The goal of the DRIVER-SEAT project is to develop and implement a new feedback system that allows teachers to give individualized feedback to their students in an efficient and practical process.
ASSISTments DRIVER-SEAT will put teachers back in the driver's seat. Teachers who participate contribute to important, high-quality research that is sure to have national impact. They will also benefit by having improved homework routines.
DRIVER-SEAT, or the Dialogue Reinforcement Infrastructure for Volitional Exploratory Research - Soliciting Effective Actions from Teachers, will provide teachers with a quick and effective way to respond to student online homework. Similar to Google’s Smart Reply, which uses machine learning to let users send predictive or “suggested” human-like messages when responding to an email, DRIVER-SEAT will give teachers three suggested automated messages to respond to students’ math homework. The teacher can choose the most appropriate selection from the three choices to send to their student.
What the student will receive is a message that includes their teacher’s comment with some context showing what the teacher is referring to with their comment.
Teachers will help create our library by piloting a prototype system and selecting feedback to send their students. Library development will enable us to apply deep learning in an effort to discover how to help teachers efficiently reply to their students.
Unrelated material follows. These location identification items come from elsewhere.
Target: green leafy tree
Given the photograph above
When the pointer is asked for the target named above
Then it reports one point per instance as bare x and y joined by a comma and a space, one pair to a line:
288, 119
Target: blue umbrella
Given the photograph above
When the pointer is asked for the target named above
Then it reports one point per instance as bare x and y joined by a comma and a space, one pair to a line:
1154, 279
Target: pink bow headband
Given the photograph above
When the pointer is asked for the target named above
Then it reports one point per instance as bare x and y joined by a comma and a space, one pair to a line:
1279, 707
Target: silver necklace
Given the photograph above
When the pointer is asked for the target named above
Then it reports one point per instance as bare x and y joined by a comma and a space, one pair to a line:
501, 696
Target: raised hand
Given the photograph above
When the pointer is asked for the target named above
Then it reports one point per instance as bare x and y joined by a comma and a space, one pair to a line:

ASSISTments is a free platform that will always be free. Prior research in Maine has demonstrated its effectiveness, and feedback from users confirm that the tool is helpful to both teachers and students. Educators who use EngageNY and Illustrative Mathematics will find content already uploaded to the ASSISTments system, ready for use!
For the current DRIVER-SEAT study, the project is funded by the National Science Foundation (NSF) under Grant Number 1822830.